|Author||: Michael P. H. Stumpf|
|Publisher||: World Scientific|
|Release Date||: 30 June 2022|
|Pages||: 170 pages|
|Rating||: /5 ( users)|
Download or Read Online Statistical and Evolutionary Analysis of Biological Networks in PDF, Epub and Kindle
Networks provide a very useful way to describe a wide range of different data types in biology, physics and elsewhere. Apart from providing a convenient tool to visualize highly dependent data, networks allow stringent mathematical and statistical analysis. In recent years, much progress has been achieved to interpret various types of biological network data such as transcriptomic, metabolomic and protein interaction data as well as epidemiological data. Of particular interest is to understand the organization, complexity and dynamics of biological networks and how these are influenced by network evolution and functionality. This book reviews and explores statistical, mathematical and evolutionary theory and tools in the understanding of biological networks. The book is divided into comprehensive and self-contained chapters, each of which focuses on an important biological network type, explains concepts and theory and illustrates how these can be used to obtain insight into biologically relevant processes and questions.
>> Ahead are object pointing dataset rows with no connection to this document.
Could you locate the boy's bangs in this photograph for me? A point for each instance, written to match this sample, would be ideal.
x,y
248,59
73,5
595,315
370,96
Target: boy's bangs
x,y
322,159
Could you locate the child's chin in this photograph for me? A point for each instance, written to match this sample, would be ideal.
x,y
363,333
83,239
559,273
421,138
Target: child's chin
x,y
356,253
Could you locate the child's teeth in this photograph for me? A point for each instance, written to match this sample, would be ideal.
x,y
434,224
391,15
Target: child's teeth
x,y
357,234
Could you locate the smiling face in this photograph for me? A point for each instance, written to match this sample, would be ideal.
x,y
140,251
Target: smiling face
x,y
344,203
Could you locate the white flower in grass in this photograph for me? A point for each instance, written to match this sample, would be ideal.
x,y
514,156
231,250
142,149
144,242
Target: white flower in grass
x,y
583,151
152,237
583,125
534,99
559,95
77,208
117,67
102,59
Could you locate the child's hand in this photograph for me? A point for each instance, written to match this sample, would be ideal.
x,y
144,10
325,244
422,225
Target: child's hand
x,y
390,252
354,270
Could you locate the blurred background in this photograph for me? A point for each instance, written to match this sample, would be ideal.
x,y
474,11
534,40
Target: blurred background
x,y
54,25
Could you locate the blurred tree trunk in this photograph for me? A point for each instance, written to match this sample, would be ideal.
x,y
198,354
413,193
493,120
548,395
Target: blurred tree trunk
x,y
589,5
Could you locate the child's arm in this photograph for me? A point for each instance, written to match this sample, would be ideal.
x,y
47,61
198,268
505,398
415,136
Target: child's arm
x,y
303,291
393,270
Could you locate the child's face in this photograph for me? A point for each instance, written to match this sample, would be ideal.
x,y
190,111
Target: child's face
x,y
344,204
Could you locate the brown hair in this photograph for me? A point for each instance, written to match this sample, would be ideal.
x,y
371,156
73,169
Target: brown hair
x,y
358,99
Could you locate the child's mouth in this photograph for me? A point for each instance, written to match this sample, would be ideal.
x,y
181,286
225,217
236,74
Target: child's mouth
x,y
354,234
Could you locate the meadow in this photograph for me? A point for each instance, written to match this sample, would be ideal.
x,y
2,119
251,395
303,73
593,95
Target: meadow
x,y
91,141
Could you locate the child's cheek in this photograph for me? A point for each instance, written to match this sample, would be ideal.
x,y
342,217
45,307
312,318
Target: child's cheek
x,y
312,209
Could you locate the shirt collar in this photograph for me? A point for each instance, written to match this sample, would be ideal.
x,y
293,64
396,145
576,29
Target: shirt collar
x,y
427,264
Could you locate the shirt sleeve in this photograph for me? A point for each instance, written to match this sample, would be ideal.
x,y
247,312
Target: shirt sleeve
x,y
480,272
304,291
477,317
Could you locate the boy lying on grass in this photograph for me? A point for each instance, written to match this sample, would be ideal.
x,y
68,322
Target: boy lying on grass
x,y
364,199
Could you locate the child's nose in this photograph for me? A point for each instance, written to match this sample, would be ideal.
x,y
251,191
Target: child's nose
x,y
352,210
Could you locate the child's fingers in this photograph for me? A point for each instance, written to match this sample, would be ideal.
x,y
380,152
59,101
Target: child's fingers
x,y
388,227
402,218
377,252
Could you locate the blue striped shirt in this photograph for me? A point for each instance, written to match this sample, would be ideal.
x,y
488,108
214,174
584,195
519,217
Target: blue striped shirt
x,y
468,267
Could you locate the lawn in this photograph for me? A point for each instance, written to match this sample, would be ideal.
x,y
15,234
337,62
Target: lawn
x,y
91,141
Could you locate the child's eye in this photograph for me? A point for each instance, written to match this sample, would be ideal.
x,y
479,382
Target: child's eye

There are chapters covering metabolic, transcriptomic, protein interaction and epidemiological networks as well as chapters that deal with theoretical and conceptual material. The authors, who contribute to the book, are active, highly regarded and well-known in the network community. Sample Chapter(s). Chapter 1: A Network Analysis Primer (350 KB). Contents: A Network Analysis Primer (M P H Stumpf & C Wiuf); Evolutionary Analysis of Protein Interaction Networks (C Wiuf & O Ratmann); Motifs in Biological Networks (F Schreiber & H SchwAbbermeyer); Bayesian Analysis of Biological Networks: Clusters, Motifs, Cross-Species Correlations (J Berg & M Lnssig); Network Concepts and Epidemiological Models (R R Kao & I Z Kiss); Evolutionary Origin and Consequences of Design Properties of Metabolic Networks (T Pfeiffer & S Bonhoeffer); Protein Interactions from an Evolutionary Perspective (F Pazos & A Valencia); Statistical Null Models for Biological Network Analysis (W P Kelly et al.). Readership: Academics, researchers, postgraduates and advanced undergraduates in bioinformatics. Biologists, mathematicians/statisticians, physicists and computer scientists.